Example using MLPRegressor:
import sklearn.neural_network
import numpy as np
np.random.seed(0)
x = np.linspace(-1, 1, num=50).reshape(-1, 1)
y = (x * 1.5 + 2).reshape(50,)
cold_model = sklearn.neural_network.MLPRegressor(hidden_layer_sizes=(), warm_start=False, max_iter=1)
warm_model = sklearn.neural_network.MLPRegressor(hidden_layer_sizes=(), warm_start=True, max_iter=1)
cold_model.fit(x,y)
print cold_model.coefs_, cold_model.intercepts_
#[array([[0.17009494]])] [array([0.74643783])]
cold_model.fit(x,y)
print cold_model.coefs_, cold_model.intercepts_
#[array([[-0.60819342]])] [array([-1.21256186])]
#after second run of .fit(), values are completely different
#because they were re-initialised before doing the second run for the cold model
warm_model.fit(x,y)
print warm_model.coefs_, warm_model.intercepts_
#[array([[-1.39815616]])] [array([1.651504])]
warm_model.fit(x,y)
print warm_model.coefs_, warm_model.intercepts_
#[array([[-1.39715616]])] [array([1.652504])]

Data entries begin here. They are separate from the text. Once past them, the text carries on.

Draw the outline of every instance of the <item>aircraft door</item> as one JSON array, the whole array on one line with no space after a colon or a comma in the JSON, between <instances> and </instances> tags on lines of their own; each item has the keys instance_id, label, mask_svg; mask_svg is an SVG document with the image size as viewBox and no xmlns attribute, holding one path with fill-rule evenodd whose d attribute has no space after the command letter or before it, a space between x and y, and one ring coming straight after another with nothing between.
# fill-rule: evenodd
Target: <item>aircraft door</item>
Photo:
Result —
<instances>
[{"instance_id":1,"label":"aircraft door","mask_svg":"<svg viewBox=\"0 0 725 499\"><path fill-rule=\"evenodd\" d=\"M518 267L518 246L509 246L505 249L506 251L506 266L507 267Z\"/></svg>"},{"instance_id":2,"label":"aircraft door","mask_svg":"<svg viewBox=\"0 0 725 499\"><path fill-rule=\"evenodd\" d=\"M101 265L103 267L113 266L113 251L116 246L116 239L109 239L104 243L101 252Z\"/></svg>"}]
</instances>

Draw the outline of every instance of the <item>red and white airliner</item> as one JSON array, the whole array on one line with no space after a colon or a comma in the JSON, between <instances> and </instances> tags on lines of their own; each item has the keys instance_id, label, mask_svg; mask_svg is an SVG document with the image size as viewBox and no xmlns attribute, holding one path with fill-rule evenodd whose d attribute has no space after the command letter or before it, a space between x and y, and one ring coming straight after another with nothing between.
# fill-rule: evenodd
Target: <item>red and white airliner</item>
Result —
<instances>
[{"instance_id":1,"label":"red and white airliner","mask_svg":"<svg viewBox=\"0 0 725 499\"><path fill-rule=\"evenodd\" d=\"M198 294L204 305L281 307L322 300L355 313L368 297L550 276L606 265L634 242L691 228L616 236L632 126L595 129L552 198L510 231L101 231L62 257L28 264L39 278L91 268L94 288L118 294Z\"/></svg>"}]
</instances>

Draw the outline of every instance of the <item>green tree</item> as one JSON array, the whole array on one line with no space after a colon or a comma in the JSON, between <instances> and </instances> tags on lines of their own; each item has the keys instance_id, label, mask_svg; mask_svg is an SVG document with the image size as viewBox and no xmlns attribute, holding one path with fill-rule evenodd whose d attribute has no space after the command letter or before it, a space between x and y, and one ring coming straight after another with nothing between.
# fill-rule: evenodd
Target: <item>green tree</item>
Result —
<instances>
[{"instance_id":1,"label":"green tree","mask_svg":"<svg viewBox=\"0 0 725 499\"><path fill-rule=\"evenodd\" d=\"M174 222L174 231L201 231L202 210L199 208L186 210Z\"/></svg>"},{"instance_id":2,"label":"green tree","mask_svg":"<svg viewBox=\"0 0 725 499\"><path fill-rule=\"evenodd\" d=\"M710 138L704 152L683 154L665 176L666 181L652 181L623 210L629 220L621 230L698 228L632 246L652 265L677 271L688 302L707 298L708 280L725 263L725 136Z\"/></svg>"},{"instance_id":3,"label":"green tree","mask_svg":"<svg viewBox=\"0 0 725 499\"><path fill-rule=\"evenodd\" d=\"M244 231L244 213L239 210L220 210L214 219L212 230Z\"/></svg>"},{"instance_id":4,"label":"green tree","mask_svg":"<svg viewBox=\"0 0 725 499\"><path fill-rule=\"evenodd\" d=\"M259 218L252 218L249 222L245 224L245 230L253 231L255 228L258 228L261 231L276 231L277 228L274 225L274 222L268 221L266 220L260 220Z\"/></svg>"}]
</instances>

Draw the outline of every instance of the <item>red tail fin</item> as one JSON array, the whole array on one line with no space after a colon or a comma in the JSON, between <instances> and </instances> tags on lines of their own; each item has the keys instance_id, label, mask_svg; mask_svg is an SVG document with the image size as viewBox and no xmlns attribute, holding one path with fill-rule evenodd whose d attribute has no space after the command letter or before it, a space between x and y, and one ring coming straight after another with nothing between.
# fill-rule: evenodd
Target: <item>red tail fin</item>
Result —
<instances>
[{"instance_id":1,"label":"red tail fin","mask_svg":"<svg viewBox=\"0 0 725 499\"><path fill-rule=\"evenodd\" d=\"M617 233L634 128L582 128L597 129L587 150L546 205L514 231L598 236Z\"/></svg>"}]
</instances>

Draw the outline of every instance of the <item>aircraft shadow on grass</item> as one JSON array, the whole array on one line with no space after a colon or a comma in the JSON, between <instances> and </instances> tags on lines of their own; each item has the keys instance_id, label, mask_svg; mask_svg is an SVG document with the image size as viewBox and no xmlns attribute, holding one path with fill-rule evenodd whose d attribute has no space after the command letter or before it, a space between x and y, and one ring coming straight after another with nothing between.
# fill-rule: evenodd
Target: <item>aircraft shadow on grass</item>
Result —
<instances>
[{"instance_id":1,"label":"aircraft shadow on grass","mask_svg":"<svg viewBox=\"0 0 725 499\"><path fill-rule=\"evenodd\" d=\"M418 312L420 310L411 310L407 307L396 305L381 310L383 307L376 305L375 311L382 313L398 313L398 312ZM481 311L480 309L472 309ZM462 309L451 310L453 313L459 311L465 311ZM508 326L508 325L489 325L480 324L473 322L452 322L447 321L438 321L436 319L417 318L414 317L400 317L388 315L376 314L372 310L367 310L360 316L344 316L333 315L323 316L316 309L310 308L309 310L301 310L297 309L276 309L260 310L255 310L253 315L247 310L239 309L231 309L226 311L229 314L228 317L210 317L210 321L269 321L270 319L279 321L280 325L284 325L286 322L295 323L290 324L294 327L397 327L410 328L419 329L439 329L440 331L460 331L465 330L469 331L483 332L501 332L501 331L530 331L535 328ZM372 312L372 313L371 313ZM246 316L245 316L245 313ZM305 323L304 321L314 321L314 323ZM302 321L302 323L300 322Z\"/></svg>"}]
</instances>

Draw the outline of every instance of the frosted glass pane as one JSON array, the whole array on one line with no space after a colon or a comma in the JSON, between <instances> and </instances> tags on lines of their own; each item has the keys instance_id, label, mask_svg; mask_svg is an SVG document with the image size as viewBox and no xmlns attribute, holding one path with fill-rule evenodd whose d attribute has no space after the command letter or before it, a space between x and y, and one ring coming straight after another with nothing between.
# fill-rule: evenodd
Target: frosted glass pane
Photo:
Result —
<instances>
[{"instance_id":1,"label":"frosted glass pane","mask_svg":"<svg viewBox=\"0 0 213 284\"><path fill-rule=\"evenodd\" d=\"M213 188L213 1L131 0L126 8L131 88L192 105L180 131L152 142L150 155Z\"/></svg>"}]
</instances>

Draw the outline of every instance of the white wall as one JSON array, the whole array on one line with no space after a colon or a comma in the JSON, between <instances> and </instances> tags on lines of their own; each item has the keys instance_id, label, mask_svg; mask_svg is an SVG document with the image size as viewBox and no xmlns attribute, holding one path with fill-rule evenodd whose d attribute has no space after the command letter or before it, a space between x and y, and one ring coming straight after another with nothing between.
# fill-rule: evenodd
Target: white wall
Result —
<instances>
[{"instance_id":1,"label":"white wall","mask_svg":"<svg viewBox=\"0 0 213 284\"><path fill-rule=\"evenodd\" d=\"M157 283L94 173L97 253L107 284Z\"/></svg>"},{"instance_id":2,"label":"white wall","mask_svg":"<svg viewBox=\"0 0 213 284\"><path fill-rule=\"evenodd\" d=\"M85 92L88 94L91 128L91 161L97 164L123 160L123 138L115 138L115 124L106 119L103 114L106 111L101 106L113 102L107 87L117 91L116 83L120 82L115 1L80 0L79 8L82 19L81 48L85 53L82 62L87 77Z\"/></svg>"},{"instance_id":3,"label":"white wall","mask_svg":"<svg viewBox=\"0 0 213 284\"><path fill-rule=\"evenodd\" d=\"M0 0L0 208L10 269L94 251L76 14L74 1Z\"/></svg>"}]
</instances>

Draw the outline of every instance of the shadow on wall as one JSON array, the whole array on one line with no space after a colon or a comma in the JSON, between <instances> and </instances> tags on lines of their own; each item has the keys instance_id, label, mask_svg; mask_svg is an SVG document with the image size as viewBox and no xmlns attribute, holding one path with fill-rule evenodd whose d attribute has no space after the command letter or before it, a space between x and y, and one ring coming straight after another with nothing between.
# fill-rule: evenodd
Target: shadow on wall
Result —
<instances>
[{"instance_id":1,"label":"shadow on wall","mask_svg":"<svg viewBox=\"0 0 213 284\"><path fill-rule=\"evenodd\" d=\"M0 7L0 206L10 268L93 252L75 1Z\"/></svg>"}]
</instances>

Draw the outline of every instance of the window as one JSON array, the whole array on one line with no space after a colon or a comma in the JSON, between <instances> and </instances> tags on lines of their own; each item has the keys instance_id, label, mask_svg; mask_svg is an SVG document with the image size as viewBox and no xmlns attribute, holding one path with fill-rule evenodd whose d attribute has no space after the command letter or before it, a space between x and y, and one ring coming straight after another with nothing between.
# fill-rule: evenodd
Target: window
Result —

#this time with the warm model, params change relatively little, as params were
#not re-initialised during second call to .fit()
cold_model.partial_fit(x,y)
print cold_model.coefs_, cold_model.intercepts_
#[array([[-0.60719343]])] [array([-1.21156187])]
cold_model.partial_fit(x,y)
print cold_model.coefs_, cold_model.intercepts_
#[array([[-0.60619347]])] [array([-1.21056189])]
#with partial_fit(), params barely change even for cold model,
#as no re-initialisation occurs
warm_model.partial_fit(x,y)
print warm_model.coefs_, warm_model.intercepts_
#[array([[-1.39615617]])] [array([1.65350392])]
warm_model.partial_fit(x,y)
print warm_model.coefs_, warm_model.intercepts_
#[array([[-1.39515619]])] [array([1.65450372])]
#and of course the same goes for the warm model
First, let us look at the difference between .fit() and .partial_fit().
.fit() would let you train from the scratch. Hence, you could think of this as a option that can be used only once for a model. If you call .fit() again with a new set of data, the model would be build on the new data and will have no influence of previous dataset.
.partial_fit() would let you update the model with incremental data. Hence, this option can be used more than once for a model. This could be useful, when the whole dataset cannot be loaded into the memory, refer here.
If both .fit() or .partial_fit() are going to be used once, then it makes no difference.
warm_start can be only used in .fit(), it would let you start the learning from the co-eff of previous fit(). Now it might sound similar to the purpose to partial_fit(), but recommended way would be partial_fit(). May be do the partial_fit() with same incremental data few number of times, to improve the learning.
About difference. Warm start it just an attribute of class. Partial fit it is method of this class. It's basically different things.
About same functionalities. Yes, partial fit will use self.coef_ because it still needed to get some values to update on training period. And for empty coef_init we just put zero values to self.coef_ and go to the next step of training.
Description.
For first start:
Whatever how (with or without warm start). We will train on zero coefficients but in result we will save average of our coefficients.
N+1 start:
With warm start. We will check via method _allocate_parameter_mem our previous coefficients and take it to train. In result save our average coefficients.
Without warm start. We will put zero coefficients (as first start) and go to training step. In result we will still write average coefficients to memory.